Le parti traînerait aussi des casseroles dans les dossiers environnementaux, ce qui rendrait son virage vert moins crédible aux yeux des électeurs, surtout les jeunes, selon lui.
Le politologue revient toutefois à son constat initial, ces gouvernements ayant «laissé le fédéral tout faire». «C’est ça, le legs de Charest et Couillard», ajoute-t-il.
«On voyait les sondages…»
Carlos Leitão, président de la campagne du PLQ, ne se faisait pas d’illusion avant le dépouillement du scrutin, s’attendant aux résultats obtenus. «On voyait les sondages comme tout le monde», affirme l’ex-ministre des Finances.
«On n’a pas réussi à percer dans le Québec francophone», laisse-t-il tomber.
M. Leitão attribue pour sa part ces difficultés à la visibilité que la pandémie a octroyée à François Legault. «La plupart des gouvernements [partout dans le monde] qui ont géré la pandémie ont été réélus», remarque-t-il.
Dominique Anglade et Carlos Leitão reconnaissent tous les deux que les problèmes organisationnels du parti en début de campagne ont fait mal au PLQ, notamment en ce qui concerne le recrutement des candidats.

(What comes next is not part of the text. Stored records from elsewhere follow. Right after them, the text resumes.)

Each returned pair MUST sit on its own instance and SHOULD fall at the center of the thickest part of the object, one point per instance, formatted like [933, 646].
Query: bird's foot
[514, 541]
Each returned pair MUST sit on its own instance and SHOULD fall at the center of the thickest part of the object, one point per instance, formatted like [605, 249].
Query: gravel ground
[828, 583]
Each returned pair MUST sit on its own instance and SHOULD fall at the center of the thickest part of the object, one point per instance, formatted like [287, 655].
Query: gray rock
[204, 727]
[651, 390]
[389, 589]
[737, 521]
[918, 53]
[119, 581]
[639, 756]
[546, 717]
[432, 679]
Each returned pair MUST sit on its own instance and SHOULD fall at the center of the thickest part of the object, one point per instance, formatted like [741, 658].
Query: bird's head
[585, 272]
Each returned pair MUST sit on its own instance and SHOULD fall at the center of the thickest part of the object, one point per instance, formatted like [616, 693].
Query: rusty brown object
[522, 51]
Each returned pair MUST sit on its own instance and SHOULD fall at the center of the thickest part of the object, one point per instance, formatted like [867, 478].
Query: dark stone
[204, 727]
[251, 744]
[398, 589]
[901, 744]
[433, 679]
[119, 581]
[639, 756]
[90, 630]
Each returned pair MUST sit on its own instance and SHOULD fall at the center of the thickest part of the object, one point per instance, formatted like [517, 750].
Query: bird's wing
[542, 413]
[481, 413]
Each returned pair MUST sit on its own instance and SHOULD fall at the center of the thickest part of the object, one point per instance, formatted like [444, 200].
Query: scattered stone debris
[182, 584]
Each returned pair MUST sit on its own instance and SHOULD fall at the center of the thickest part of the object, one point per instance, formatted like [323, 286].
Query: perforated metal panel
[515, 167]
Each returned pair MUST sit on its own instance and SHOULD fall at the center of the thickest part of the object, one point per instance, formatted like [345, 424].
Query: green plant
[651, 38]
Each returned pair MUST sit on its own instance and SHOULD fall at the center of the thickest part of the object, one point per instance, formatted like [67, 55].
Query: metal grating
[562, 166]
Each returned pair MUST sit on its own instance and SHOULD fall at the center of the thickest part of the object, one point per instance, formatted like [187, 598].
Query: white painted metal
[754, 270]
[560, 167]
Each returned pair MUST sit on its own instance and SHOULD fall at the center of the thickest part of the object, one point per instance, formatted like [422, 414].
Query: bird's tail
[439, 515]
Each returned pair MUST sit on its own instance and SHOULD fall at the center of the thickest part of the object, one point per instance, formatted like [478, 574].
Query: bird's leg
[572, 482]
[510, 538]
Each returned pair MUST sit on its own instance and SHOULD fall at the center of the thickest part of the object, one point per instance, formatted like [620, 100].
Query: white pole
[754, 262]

La concentration du vote libéral dans l’ouest de Montréal est une situation dangereuse, selon Guy Lachapelle. Le PLQ pourrait perdre son statut de parti «national» pouvant aspirer au pouvoir, s’il est simplement perçu comme le parti des anglophones. «Ça devient plus dur de démontrer que tout le monde a une place au parti», explique-t-il.
Carlos Leitão est beaucoup plus optimiste. Il espère que les ressources et la visibilité additionnelle que confère le statut d’opposition officielle permettront au PLQ de retrouver son lustre d’antan. «Le défi des quatre prochaines années, c’est d’utiliser l’opposition officielle comme tremplin pour aller à la reconquête du Québec francophone, à l’extérieur de Montréal», lance-t-il.